Nicht nur: "Was es damals leichter machte, war ..., dass die zugewanderten Menschen denselben kulturellen Hintergrund hatten"

CrisisMaven ⌂, Samstag, 05.09.2015, 12:28 (vor 3794 Tagen) @ azur3796 Views
bearbeitet von unbekannt, Samstag, 05.09.2015, 12:31

Da wurden große Anstrengungen unternommen, um diese Menschen aufzunehmen und zu integrieren. Was es damals leichter machte, war die Tatsache, dass die zugewanderten Menschen denselben kulturellen Hintergrund hatten und vor allem dieselbe Sprache sprachen.

Ja, und dass es sich nun einmal um "Volksgenossen" handelte. Es ist einfach was anderes, dazu muss man kein Rassist sein, ethnologisches Wissen allein genuegt [[top]].

Aber es war etwas ganz anderes noch, was u.a.
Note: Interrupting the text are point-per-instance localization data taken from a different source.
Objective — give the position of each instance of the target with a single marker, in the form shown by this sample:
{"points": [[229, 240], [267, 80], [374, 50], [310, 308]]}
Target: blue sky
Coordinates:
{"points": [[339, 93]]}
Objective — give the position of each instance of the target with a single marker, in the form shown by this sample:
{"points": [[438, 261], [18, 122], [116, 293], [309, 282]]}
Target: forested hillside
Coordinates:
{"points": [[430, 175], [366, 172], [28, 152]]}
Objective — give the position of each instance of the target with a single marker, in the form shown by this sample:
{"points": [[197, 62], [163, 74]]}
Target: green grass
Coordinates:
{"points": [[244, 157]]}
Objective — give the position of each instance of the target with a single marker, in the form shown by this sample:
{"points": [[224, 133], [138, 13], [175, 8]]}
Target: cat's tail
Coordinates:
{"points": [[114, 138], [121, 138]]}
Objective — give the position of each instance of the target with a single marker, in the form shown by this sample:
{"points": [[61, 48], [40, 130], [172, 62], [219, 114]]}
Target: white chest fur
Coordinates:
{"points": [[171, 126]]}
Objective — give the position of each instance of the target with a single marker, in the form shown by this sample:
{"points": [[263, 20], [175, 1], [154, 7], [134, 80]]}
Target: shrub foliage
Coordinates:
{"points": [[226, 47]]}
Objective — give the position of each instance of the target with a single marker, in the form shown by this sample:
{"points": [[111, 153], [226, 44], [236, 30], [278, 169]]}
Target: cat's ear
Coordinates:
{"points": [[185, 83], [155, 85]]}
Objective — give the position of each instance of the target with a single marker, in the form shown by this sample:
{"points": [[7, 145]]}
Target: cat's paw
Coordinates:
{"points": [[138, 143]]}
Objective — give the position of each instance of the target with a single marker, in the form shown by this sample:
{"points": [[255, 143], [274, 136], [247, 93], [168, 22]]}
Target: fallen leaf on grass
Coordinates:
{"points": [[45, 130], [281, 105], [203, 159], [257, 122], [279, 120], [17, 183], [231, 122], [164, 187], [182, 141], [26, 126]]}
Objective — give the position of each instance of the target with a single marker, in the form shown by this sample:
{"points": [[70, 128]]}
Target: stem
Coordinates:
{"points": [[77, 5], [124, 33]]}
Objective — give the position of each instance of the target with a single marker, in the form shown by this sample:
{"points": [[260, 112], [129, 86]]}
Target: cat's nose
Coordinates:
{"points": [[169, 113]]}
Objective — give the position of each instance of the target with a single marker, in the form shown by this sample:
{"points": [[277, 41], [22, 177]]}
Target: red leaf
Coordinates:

USA oder Singapur die Integration ethnisch fremder Zuwanderer erleichtert(e): bis 1953 mit Adenauer der Sozialstaat zu florieren begann (Rentenversicherung, spaeter Lohnfortzahlung usw.), gab es kaum Hindernisse fuer Unternehmen, Menschen einzustellen und auch wieder zu entlassen. Wer jemanden einstellen kann, dann feststellt, dass er sie fuer die Stelle nicht "taugt" und ihn dann wieder entlassen kann, wird ihn/sie einstellen.

Wenn er aber heute auch noch durch Mindestlohn und Diskriminierungsgesetz sich gehindert und gar mit Strafe bedroht sieht, wird der Unternehmer es lassen.

Weswegen wir auch nur "Integration" sehen, wo der "Arbeitgeber" ohnehin zum "gemeinnuetzigen" Sektor gehoert oder aber ... durch Eingliederungsbeihilfen "bestochen" wird.

"Freiwillig" machen dagegen immer mehr der Betriebe, die Arbeitsplaetze bisher netto geschaffen haben, zu (das sind Klein -und Mittelbetriebe).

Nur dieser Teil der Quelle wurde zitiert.